Седая нить - Владимир Алейников
Шрифт:
Интервал:
Закладка:
И ещё Леонард прочитал:
– Люди, опять и опять воскрешающие, ваши глаза я коплю, как крестьянка лучины ниткой вяжет в пучок! В этом затасканном мире одно остаётся – верить в себя, и одна лишь обязанность жёсткая – не порочить имени своего.
– Поистине так! – сказал, обращаясь ко всем, Довлатов, – остаётся нам – верить в себя. И одна лишь обязанность жёсткая, – тут Довлатов повысил голос, – не порочить, – он встал и закончил, – имени своего.
Получилось довольно торжественно.
Все задумчиво помолчали.
А потом, наполнив стаканы, поднялись – и решительно выпили.
Почему-то почти у всех повлажнели слегка глаза.

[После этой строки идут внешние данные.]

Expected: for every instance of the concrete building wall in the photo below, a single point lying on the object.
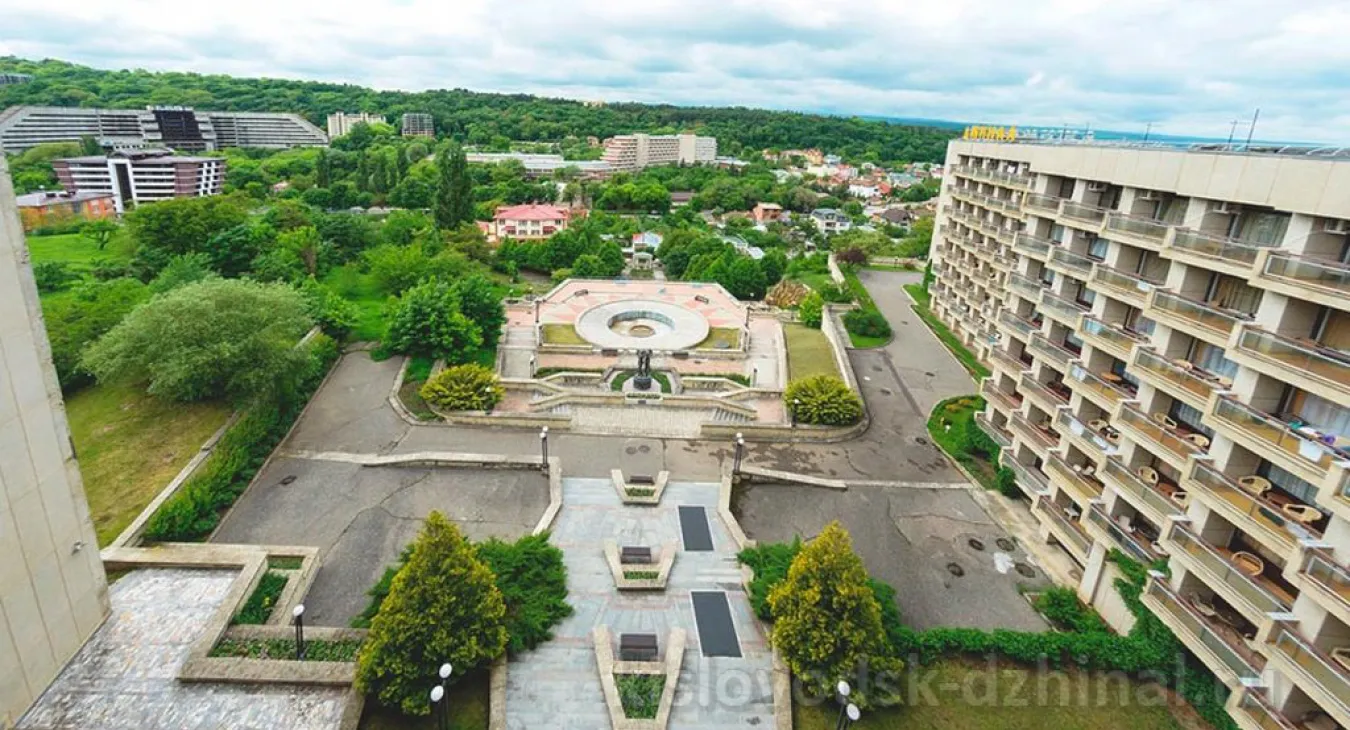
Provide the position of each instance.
(53, 590)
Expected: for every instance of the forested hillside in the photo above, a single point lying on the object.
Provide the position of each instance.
(475, 118)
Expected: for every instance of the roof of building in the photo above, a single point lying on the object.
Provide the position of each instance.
(532, 212)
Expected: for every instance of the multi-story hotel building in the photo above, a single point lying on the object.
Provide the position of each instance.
(132, 177)
(1169, 338)
(177, 127)
(53, 591)
(639, 151)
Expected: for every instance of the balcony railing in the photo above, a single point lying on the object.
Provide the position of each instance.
(1042, 204)
(1158, 435)
(1136, 227)
(1310, 456)
(1196, 313)
(1323, 571)
(1052, 352)
(1071, 530)
(1033, 479)
(1083, 212)
(1221, 570)
(1083, 489)
(1129, 483)
(1318, 667)
(1033, 435)
(1242, 508)
(1150, 363)
(1061, 309)
(1121, 285)
(1214, 247)
(1289, 354)
(1329, 278)
(1127, 543)
(1026, 244)
(1184, 620)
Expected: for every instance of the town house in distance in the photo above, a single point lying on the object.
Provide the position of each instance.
(1169, 338)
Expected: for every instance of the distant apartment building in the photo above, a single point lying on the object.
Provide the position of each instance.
(61, 207)
(639, 151)
(132, 177)
(419, 124)
(342, 123)
(53, 590)
(1169, 338)
(174, 127)
(529, 221)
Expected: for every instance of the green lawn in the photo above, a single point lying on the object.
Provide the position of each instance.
(807, 352)
(469, 700)
(979, 698)
(131, 445)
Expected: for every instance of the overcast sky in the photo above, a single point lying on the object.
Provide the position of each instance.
(1188, 66)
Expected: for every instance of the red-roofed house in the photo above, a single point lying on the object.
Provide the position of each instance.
(529, 221)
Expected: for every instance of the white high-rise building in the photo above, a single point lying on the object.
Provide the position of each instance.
(1169, 339)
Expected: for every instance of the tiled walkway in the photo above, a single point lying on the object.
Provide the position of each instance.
(124, 678)
(556, 686)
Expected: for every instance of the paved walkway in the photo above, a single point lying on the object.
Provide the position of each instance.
(124, 678)
(558, 686)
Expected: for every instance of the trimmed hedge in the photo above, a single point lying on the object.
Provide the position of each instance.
(196, 509)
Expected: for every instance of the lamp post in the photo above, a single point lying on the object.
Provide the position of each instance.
(299, 613)
(841, 692)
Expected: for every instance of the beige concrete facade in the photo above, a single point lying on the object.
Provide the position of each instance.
(1169, 338)
(53, 590)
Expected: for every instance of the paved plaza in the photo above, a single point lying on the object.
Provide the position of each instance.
(556, 686)
(124, 678)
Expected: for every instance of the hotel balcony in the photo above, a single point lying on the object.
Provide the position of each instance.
(1040, 439)
(1130, 540)
(1050, 352)
(1175, 445)
(1002, 437)
(1119, 285)
(1080, 215)
(1256, 595)
(1033, 481)
(1061, 311)
(1307, 278)
(1323, 678)
(1306, 456)
(1326, 580)
(1026, 244)
(1218, 644)
(1109, 338)
(1156, 501)
(1065, 528)
(1071, 263)
(1077, 482)
(1210, 251)
(1095, 441)
(1180, 381)
(1041, 204)
(1136, 231)
(1017, 325)
(1300, 362)
(1106, 390)
(1194, 317)
(1254, 516)
(1048, 397)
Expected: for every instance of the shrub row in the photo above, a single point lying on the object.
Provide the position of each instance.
(196, 509)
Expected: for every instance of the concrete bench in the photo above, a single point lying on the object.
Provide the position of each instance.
(637, 647)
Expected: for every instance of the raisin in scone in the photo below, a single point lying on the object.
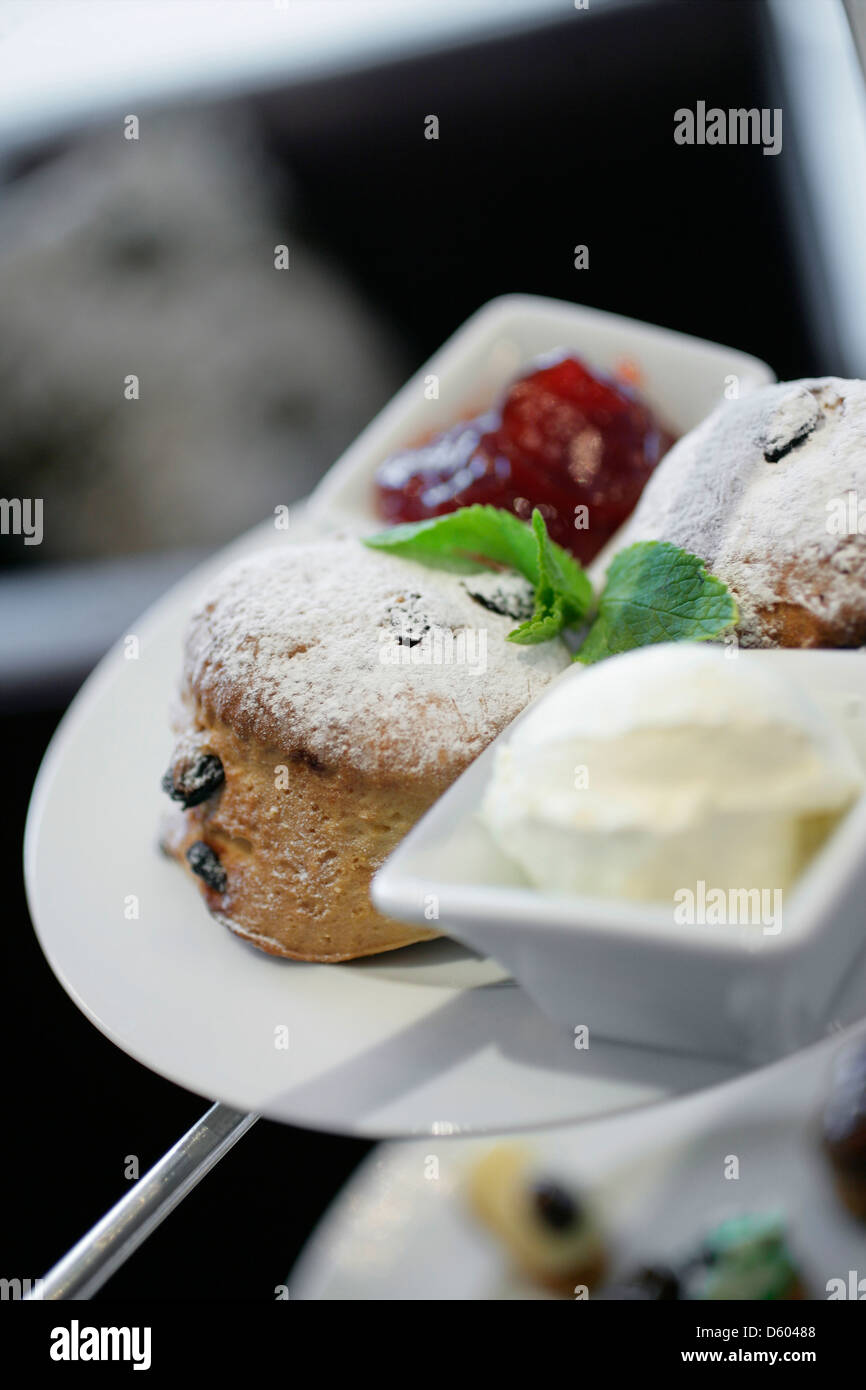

Вечер был исполнен значения. Высочайшего? Глубочайшего?
Мы не знали – какого именно. Мы не ведали – что и как.
Но казалось мне – дуновение уловил я чего-то легчайшего.
Света вспышку. Звук возрастающий. Не от речи ли верный знак?
И Довлатов сказал мне:
– Володя! Почитай свою новую вещь. Ту, что ночью ты мне читал. «Возвращение на Итаку».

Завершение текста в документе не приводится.